O poder de cura do amor - Dr. José Ângelo Gaiarsa


Na obra Amores Perfeitos, o psiquiatra e psicoterapeuta José Ângelo Gaiarsa, pioneiro da psicoterapia corporal no Brasil, defende que só o estado amoroso desmancha o adulto que somos e nos faz voltar a ser criança, flexível para começar tudo de novo

"Vamos falar sobre o poder de cura do amor. O amor como terapia ideal; ou, mais ainda, como a única força capaz de nos humanizar. Terapia no melhor significado da palavra: como alcançar altos níveis de consciência, de percepção, de sensação - de vida. Porque só o estado amoroso é capaz de nos fazer crianças outra vez, de apagar instantaneamente todos os condicionamentos sociais, de realizar o que nos disseram todos os iluminados: 'Se não fores como crianças, não entrareis no Reino de Deus...'.

Nos momentos de contato profundo ou de comunhão emocional, temos sentimentos de adolescente e sensações de criança. São momentos altíssimos da vida. Ter sensações de criança quer dizer sentir muito prazer sem culpa, sem vergonha e sem medo, na mais completa inocência. Ter sentimentos ou emoções de adolescente quer dizer reviver o eterno tema Romeu e Julieta - a revolução que nunca permitimos que aconteça, porque nosso mundo persegue e reprime o amor mais do que qualquer outro sentimento.

Muitos usam essas duas declarações com sentido contrário ao que elas têm. A inveja da felicidade amorosa é a pior inveja do mundo, e a mais frequente. Ninguém pode ver alguém feliz amorosamente, pois essa visão faz perceber, no ato, o vazio e o sem sentido da vida sem amor. E logo se ouve: 'Você parece criança', 'Você parece um adolescente'.

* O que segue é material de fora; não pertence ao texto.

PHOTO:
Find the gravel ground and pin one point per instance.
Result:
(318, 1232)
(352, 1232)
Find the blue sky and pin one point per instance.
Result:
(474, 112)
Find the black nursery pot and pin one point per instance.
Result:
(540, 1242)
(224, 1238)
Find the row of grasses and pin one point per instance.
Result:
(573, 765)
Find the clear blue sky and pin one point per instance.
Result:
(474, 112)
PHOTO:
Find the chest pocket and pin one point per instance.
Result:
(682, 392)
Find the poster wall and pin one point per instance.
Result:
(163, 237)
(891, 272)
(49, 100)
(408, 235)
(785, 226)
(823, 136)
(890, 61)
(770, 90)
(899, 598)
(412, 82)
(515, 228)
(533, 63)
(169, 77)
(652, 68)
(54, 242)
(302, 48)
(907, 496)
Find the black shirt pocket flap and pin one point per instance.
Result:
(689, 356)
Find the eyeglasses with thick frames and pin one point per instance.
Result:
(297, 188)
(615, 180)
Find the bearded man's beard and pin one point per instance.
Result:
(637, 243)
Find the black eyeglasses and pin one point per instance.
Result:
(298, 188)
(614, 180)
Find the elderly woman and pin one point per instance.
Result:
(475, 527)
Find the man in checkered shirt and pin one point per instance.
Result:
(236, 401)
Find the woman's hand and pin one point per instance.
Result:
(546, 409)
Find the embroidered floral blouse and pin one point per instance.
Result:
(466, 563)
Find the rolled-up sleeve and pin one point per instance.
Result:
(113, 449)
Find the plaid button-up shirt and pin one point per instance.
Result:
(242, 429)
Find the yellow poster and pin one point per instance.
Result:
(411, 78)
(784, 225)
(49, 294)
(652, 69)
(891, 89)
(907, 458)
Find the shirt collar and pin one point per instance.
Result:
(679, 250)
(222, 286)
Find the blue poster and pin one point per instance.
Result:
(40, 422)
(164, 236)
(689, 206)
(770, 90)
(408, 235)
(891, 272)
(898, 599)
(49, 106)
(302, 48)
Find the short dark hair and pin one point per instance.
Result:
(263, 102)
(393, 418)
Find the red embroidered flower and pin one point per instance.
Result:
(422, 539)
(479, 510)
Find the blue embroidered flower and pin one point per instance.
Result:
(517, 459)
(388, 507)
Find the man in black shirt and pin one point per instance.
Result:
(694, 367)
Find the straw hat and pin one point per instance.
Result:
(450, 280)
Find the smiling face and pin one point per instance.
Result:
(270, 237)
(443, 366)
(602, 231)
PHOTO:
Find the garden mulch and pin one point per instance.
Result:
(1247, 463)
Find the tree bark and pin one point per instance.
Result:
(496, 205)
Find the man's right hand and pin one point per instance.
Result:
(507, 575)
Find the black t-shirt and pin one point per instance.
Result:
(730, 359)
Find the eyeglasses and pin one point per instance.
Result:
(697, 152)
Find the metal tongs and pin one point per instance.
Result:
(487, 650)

Tornar-se criança é a essência da força curativa do amor, a maior mágica do estado amoroso. Minha criança é o melhor de mim, é o mais vivo, o mais plástico, o que ainda pode ver as coisas de outro jeito. Então, vou preservar essa criança o mais que eu puder, e se o amor faz esse milagre, vou agradecer de joelhos o poder de me sentir criança de novo para recomeçar tudo em outra base. É o que se espera de uma psicoterapia perfeita. Desmanche todo o adulto, que ele é a soma de condicionamentos incorporados. Volte a ser criança e comece tudo de novo. 'Se não vos fizerdes crianças de novo, não entrareis no Reino de Deus...'

Mais uma qualidade mágica do encontro amoroso é a individualização. Quando duas pessoas se olham amorosamente, saem ambas da multidão anônima. Você sai do uniforme, eu saio do uniforme. Você está sendo você e eu estou sendo eu. Uma das poucas ocasiões da vida em que se experimenta esse encontro tipo "olhos nos olhos". Alguém me reconhece d forma profunda como eu mesmo, não como irmão, tio, oficial, médico. Atenuam-se as máscaras, desaparecem as categorias. Encantamento é o que sentimos ao perceber até que ponto o outro é vivo e até que ponto sou - estou - vivo. Amor não é cego - é lúcido.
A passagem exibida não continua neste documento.